It is a leading agribusiness and rural services company providing a diverse range of services to rural and regional Australia. Bell Potter notes that this includes livestock and wool agency and marketing, real estate services, agricultural supplies, financial services, and insurance.
The broker believes that Elders' shares are looking cheap at current prices and feels that the market is undervaluing the recent acquisition of Delta Agribusiness. In addition, it sees scope for potential upside catalysts and a strong dividend yield for income investors.
Commenting on its bullish view of the stock, Bell Potter said:
We see value in ELD, particularly with the market appearing to undervalue the pending Delta acquisition.

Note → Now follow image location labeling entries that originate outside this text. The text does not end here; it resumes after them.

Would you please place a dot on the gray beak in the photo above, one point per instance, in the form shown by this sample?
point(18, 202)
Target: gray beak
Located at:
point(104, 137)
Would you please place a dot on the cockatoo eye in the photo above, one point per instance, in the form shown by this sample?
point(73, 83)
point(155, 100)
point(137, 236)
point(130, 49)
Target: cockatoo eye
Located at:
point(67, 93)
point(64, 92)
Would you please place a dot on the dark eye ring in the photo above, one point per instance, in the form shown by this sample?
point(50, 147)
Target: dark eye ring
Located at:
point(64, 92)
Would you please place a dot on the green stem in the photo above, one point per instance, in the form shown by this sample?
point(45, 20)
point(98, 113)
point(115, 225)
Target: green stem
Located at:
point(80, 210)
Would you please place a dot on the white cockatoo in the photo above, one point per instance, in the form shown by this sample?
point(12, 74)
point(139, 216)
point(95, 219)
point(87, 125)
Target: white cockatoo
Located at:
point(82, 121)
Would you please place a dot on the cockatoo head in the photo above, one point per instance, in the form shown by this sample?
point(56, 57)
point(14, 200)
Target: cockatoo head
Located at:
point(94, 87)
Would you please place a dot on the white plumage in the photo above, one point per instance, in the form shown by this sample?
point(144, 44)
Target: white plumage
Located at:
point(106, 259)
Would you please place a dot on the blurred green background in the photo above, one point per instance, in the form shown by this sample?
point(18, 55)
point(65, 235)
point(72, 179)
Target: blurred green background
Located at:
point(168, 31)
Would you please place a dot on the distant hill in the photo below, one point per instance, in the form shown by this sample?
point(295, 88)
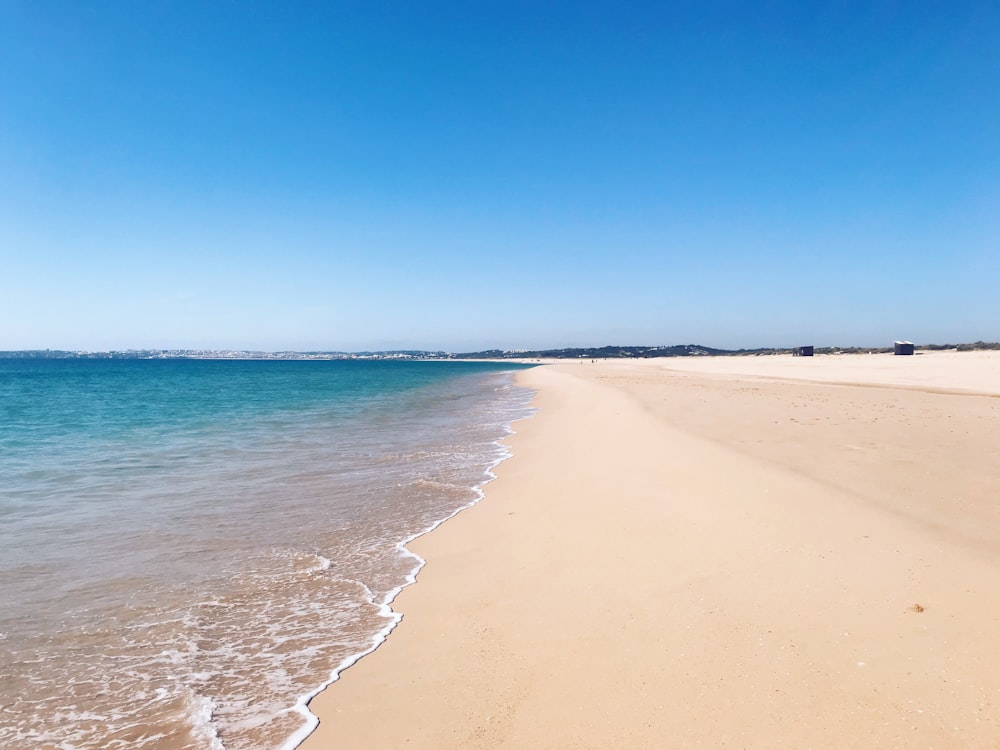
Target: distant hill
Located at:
point(600, 352)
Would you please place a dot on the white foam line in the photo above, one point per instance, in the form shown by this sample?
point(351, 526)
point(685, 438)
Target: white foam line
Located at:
point(301, 706)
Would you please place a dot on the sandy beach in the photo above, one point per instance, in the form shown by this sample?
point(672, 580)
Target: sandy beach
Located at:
point(757, 552)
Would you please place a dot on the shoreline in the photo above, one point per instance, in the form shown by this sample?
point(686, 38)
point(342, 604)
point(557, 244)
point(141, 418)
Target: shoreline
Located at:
point(656, 561)
point(303, 706)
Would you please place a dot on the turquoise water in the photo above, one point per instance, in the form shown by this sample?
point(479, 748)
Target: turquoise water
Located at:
point(191, 547)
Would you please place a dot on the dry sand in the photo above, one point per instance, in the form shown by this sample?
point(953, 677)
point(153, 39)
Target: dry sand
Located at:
point(698, 554)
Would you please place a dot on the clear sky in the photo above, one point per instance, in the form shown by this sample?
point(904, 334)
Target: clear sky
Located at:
point(478, 174)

The base business is performing well with multiple growth drivers including recovery from drought conditions, system modernisations, and backward integration benefits. We are attracted to ELD's valuation, which is relatively cheap at 12x 12MF P/E, along with these potential upside catalysts and a strong dividend yield.
GemLife Communities (ASX: GLF)
Bell Potter has added this over 50s lifestyle communities developer to its best ideas list this month.
It believes the company is well-placed to benefit from Australia's ageing population and expanding retirement living sector. In fact, Bell Potter estimates that GemLife could deliver a three-year earnings per share compound annual growth rate of 15%.
Commenting on the company, the broker said:
We add GemLife Communities (GLF) to the Small Cap Panel as a high-quality exposure to Australia's ageing population and expanding retirement living sector. The business benefits from an experienced, family led management team with strong alignment through ~43% ownership, supporting long term strategic execution.
With a strong development pipeline and settlements expected to ramp, we forecast a +15% 3 year EPS CAGR, and see the CY25 result as the next major catalyst. The stock looks attractive trading at ~15x FY27 earnings and we anticipate a re-rate as recurring income becomes a bigger contributor of earnings and the market better recognises the resilience and scalability of the model.